The lawyer for accused terrorist Hassan Diab told an Ottawa court Monday that extraditing the former University of Ottawa professor would contravene international conventions on the use of torture.
At the end of a week-long application to have the extradition case thrown out because of “serious, multiple and flagrant breaches of fundamental justice,” Donald Bayne said there are no guarantees that French evidence against Diab, 56, was not gleaned from torture.
The Lebanese-born Canadian is wanted by France to stand trial for the murder of four passersby killed by a bomb outside the Copernic synagogue in Paris on Oct. 3, 1980.
He denies the charge and says he was not in Paris at the time of the bombing.
Bayne called the Diab case “an attack on the entire Canadian extradition process” and an abuse of judicial process to put unsourced evidence in front of a Canadian court. “They are saying ‘it is from foreign sources but don’t you be worried about it.’ ”
Bayne urged Ontario Superior Court Justice Robert Maranger to drop the case against Diab.
“Otherwise,” he told the judge, “you are going to be haunted for the rest of your days saying ‘I have no idea where this material came from.’ ”

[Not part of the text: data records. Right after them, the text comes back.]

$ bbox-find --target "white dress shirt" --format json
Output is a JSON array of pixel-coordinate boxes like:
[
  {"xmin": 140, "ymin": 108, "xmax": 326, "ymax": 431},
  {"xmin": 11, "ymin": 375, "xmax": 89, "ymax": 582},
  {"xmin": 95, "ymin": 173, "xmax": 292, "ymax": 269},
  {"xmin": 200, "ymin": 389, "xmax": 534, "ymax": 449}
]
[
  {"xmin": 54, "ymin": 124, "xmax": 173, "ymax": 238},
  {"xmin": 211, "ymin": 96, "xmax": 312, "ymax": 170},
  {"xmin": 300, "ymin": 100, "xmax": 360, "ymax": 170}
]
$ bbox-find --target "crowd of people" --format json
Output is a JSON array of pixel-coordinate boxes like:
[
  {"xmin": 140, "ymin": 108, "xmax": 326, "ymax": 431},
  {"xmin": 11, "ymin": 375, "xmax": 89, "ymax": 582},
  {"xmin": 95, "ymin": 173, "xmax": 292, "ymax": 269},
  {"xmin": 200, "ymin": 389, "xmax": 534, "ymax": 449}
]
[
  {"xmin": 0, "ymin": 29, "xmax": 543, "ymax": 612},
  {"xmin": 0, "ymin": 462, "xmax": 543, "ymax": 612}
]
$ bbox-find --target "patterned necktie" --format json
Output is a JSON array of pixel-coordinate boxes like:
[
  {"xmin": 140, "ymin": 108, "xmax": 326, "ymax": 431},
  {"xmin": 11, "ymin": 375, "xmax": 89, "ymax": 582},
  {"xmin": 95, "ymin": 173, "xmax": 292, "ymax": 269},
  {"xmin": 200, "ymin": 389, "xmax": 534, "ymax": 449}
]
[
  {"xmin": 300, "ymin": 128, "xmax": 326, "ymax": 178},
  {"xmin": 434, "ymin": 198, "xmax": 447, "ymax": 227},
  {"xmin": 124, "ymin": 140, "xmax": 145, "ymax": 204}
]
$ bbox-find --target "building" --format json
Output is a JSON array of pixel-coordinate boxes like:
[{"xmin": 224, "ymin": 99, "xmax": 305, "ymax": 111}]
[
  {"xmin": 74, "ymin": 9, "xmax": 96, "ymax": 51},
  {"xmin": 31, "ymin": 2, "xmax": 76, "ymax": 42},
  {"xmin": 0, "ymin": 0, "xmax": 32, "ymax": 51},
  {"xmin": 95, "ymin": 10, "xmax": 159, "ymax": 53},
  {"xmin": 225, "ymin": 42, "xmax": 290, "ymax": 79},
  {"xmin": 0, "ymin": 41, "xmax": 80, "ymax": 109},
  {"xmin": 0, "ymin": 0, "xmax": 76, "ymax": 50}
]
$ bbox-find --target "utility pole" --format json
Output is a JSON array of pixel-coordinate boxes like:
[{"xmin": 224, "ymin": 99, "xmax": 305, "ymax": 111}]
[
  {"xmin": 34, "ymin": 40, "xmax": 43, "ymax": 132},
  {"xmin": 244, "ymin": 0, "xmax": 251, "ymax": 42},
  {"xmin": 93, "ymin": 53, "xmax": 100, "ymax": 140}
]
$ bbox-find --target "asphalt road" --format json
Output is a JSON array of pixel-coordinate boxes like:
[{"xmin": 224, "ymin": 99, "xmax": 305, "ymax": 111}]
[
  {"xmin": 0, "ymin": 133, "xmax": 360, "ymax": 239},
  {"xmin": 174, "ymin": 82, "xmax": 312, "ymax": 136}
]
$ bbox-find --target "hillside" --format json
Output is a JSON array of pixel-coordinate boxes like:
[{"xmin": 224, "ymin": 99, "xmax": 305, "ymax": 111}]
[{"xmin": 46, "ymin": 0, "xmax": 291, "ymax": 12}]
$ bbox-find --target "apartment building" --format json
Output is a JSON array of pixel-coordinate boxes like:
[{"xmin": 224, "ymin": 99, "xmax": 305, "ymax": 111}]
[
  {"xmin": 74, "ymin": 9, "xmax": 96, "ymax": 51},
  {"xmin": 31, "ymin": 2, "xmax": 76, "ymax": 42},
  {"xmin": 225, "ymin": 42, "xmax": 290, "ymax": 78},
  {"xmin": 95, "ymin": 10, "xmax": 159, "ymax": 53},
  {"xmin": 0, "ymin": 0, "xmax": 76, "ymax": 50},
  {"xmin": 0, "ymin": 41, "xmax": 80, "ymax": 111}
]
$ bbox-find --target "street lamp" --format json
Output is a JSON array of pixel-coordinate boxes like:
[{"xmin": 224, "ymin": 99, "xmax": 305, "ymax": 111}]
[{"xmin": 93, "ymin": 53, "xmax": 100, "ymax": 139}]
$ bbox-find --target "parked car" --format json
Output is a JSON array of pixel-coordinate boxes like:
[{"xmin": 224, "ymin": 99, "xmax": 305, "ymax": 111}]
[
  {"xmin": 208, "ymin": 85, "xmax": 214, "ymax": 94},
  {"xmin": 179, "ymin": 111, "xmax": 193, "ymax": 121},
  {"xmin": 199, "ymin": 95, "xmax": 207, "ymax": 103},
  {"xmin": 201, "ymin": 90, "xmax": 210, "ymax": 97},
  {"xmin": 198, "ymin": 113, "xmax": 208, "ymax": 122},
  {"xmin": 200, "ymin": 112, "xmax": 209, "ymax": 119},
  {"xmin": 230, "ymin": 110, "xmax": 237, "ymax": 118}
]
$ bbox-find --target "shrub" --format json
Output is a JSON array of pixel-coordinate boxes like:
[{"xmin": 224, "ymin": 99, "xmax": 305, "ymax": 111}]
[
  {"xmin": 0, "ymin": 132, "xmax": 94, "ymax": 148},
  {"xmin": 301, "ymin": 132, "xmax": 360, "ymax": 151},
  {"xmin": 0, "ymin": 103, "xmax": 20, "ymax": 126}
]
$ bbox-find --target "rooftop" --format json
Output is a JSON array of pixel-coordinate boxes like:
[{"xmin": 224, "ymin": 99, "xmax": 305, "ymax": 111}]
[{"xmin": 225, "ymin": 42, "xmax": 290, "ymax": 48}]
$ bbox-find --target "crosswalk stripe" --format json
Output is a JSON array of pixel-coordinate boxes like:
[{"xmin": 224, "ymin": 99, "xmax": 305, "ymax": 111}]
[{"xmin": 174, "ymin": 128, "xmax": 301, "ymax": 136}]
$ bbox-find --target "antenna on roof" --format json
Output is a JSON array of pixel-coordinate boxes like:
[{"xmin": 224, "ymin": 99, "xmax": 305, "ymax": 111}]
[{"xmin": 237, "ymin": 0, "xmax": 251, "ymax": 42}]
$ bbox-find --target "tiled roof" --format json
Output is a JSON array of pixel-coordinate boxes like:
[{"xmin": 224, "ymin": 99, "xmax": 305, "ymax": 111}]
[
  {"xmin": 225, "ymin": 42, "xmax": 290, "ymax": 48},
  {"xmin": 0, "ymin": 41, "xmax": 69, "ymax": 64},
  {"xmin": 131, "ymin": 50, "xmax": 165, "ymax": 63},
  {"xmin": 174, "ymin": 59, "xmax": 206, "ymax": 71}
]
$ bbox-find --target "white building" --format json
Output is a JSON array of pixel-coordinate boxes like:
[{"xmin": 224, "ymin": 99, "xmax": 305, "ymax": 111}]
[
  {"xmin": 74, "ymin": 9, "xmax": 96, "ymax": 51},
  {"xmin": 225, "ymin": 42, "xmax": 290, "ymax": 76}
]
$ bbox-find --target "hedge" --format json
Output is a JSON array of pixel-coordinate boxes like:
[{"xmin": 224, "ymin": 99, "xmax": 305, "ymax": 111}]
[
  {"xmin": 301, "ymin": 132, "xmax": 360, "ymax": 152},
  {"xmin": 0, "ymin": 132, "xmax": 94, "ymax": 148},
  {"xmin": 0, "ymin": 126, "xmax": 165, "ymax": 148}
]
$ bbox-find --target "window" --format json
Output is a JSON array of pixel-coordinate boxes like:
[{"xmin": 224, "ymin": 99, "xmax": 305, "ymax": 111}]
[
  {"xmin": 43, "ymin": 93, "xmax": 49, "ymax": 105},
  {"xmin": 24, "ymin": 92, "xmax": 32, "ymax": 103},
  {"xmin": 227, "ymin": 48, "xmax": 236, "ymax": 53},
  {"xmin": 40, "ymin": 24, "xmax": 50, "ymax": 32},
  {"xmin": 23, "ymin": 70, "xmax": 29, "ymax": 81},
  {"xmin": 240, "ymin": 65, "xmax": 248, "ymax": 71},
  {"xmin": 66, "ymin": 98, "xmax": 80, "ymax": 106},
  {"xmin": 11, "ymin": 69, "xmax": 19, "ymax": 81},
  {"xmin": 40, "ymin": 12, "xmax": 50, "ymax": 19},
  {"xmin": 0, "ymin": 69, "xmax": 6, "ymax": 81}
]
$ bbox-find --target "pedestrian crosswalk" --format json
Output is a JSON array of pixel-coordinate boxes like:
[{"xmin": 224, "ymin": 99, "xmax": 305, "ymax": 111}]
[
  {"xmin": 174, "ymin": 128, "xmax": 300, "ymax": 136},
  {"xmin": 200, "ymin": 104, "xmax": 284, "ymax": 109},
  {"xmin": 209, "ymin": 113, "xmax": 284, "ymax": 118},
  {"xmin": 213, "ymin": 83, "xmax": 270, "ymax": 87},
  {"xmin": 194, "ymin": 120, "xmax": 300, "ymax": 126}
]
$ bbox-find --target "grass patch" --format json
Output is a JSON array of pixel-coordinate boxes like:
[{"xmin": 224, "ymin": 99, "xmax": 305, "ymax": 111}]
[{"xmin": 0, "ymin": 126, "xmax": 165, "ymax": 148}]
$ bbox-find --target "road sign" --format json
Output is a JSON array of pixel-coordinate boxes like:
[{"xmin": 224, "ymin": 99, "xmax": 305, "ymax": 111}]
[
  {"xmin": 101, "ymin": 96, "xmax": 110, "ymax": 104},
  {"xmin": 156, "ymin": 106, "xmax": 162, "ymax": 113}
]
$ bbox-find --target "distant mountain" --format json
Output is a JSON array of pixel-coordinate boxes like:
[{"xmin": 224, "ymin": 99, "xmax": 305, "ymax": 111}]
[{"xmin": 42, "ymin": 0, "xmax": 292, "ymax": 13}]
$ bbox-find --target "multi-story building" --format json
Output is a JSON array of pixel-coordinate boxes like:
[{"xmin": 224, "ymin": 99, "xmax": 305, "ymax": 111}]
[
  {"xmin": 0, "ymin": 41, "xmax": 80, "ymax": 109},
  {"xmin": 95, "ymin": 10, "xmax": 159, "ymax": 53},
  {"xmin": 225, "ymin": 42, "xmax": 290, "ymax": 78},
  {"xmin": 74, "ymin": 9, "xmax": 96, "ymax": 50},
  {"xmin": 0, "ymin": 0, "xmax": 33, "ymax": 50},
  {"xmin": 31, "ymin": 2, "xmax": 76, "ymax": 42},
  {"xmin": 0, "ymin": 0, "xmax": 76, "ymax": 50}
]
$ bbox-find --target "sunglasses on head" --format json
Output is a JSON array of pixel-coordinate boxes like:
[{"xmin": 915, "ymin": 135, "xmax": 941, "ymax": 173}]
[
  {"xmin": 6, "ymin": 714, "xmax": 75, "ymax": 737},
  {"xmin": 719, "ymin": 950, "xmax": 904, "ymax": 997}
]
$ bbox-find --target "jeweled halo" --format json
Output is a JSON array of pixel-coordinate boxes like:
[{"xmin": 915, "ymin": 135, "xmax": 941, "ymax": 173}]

The crux of Bayne’s argument is that much of the intelligence the French have used to build their case has come not directly from French security services, but from other countries, including Israel.
“It’s one thing for France not to know where this information came from,” said Bayne. “But (it is) quite another for a Canadian court not to know.”
Crown lawyers will counter defence arguments beginning Tuesday.